2 There are other factors which may affect the overall comparison of the Trust's deal with current PFI deals including the fact that the benefits of a new hospital have been received earlier than in many other communities and the high rates of recent construction cost inflation have been avoided.
i There are a range of factors, some of which have yet to be fully analysed by the Department, which will have affected the pricing of current PFI hospital deals compared with early PFI deals (paragraph 2.1).
ii One significant factor, construction cost inflation, has been much higher than general inflation in recent years (paragraph 2.2).
iii The Department has demonstrated that, if no other savings are priced into a current bid, then the additional building costs arising from construction cost inflation probably offset the benefit of the lower financing costs which are now available (paragraph 2.3).
iv The Trust and the local community have received the benefits of a new hospital earlier than many other communities (paragraph 2.4).

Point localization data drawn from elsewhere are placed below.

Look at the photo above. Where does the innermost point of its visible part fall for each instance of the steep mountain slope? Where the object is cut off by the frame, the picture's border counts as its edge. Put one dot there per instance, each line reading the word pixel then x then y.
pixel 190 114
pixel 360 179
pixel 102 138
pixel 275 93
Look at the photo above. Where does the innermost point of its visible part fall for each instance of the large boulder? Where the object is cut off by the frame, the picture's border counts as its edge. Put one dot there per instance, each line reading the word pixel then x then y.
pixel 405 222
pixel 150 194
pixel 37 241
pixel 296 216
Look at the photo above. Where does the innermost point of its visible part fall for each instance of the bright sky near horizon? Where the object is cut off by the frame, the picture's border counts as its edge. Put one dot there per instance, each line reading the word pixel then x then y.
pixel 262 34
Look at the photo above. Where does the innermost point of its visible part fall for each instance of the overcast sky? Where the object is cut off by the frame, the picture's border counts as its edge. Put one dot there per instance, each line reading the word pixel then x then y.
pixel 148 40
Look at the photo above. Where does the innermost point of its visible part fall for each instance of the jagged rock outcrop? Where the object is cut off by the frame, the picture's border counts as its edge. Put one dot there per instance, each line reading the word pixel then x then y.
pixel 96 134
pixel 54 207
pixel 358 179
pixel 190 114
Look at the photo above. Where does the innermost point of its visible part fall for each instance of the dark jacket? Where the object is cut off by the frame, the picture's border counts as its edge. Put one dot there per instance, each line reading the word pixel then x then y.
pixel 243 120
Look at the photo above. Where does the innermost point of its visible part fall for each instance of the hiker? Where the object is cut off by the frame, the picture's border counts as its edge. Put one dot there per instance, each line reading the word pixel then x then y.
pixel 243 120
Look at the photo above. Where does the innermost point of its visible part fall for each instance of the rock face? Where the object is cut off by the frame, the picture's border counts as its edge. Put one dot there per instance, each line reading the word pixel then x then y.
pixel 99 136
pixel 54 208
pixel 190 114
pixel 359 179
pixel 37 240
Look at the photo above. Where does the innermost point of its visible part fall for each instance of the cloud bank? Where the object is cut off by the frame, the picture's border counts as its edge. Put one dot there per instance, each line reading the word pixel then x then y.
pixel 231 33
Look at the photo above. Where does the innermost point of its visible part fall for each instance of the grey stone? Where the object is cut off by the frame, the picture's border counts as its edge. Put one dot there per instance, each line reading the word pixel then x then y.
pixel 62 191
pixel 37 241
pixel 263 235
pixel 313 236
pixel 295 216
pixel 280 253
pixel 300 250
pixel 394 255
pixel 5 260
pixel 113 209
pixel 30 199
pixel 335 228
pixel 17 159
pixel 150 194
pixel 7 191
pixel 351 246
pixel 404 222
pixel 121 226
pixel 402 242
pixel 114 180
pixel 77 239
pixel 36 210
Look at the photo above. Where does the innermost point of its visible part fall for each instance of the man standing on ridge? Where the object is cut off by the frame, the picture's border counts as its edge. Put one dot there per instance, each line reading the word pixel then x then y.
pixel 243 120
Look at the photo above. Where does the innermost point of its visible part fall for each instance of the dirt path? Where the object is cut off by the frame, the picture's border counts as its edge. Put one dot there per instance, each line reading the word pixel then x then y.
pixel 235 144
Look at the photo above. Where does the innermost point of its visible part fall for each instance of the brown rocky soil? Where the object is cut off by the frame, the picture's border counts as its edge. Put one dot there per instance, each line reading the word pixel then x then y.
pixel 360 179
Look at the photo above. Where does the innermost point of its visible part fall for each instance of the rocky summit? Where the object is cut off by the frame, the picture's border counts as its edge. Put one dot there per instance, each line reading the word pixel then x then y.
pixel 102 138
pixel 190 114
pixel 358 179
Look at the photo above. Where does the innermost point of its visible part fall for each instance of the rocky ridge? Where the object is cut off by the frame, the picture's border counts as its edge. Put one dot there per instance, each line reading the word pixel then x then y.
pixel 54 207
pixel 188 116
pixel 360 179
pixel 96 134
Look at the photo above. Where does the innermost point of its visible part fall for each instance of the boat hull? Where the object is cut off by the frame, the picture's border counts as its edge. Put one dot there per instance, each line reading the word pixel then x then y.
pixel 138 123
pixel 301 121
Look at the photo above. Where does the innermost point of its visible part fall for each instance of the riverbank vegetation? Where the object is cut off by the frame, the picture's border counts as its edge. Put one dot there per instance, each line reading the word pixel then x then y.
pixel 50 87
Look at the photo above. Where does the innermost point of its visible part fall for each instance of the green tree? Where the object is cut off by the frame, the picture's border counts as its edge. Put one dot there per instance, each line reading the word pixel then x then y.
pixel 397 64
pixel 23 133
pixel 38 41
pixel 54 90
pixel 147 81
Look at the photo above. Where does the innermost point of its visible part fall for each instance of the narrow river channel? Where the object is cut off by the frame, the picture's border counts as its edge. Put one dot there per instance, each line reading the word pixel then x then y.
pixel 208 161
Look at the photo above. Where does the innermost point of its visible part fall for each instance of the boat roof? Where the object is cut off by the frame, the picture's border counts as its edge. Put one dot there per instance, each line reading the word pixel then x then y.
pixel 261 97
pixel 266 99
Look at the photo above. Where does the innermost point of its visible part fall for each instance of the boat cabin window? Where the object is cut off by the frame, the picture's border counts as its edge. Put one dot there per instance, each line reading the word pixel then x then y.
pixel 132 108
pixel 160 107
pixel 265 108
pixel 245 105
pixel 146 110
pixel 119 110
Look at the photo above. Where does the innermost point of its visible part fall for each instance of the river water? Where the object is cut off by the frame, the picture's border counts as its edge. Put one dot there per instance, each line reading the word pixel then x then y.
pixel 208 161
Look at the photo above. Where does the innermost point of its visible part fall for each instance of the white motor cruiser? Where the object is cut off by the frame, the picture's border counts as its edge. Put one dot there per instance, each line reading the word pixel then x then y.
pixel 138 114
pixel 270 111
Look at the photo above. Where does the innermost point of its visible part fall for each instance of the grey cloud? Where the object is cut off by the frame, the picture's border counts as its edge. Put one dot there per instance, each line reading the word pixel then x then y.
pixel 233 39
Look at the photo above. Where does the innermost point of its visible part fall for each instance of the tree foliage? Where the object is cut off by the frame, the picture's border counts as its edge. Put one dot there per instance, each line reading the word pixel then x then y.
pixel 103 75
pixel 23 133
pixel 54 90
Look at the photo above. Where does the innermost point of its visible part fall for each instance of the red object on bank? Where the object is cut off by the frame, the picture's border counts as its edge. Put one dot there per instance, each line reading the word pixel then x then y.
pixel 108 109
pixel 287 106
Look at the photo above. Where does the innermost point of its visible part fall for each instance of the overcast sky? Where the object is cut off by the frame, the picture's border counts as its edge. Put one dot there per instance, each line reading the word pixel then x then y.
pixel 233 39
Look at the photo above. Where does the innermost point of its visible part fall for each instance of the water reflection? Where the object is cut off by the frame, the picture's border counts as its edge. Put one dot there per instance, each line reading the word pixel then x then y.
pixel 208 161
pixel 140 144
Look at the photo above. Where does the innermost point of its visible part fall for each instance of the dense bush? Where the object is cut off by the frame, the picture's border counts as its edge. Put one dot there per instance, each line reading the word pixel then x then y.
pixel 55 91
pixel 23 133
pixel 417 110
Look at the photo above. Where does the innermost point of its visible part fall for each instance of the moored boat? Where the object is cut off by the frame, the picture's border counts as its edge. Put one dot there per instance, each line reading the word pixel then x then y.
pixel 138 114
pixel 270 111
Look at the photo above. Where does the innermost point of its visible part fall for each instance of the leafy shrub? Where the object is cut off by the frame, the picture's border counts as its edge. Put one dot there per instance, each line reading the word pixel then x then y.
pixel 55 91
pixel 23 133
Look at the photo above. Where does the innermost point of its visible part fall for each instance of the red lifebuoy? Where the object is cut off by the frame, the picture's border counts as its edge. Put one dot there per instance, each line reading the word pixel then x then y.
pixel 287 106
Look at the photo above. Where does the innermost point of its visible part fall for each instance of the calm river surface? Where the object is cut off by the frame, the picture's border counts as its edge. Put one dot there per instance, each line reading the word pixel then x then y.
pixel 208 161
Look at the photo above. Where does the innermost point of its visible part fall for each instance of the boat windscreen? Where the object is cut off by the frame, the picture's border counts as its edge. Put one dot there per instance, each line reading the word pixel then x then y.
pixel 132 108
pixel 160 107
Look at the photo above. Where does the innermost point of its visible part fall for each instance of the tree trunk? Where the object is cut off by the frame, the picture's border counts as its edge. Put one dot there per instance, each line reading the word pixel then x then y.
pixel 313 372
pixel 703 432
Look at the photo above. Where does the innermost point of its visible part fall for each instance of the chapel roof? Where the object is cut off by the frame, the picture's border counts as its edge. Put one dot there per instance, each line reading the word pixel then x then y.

3 It might have been possible for the Trust to have improved the original deal with greater competition and better defined requirements in the closing stages but the Trust is not convinced that this would have brought added benefits as it sought to close a pathfinder deal which had already been assessed as value for money
i The Trust's approved business case assessed this early PFI hospital deal as value for money when the contract was let in 1998 and when the additional works were commissioned in 2001 (paragraph 3.1).
ii Alternative financing solutions were not seriously explored to ensure the financing terms remained competitive during a two year deal closure, the Trust considering that it did not wish to further delay the project and that it was not convinced that the overall terms of the deal could be improved bearing in mind the relatively undeveloped state of the PFI financing market at that time (paragraph 3.2).
iii The annual charge increased by a fifth in a non-competitive situation due to specification changes, including an increase in the number of beds of over 40 per cent, although the Trust took steps to test through benchmarking that the pricing of this additional work was reasonable (paragraph 3.3).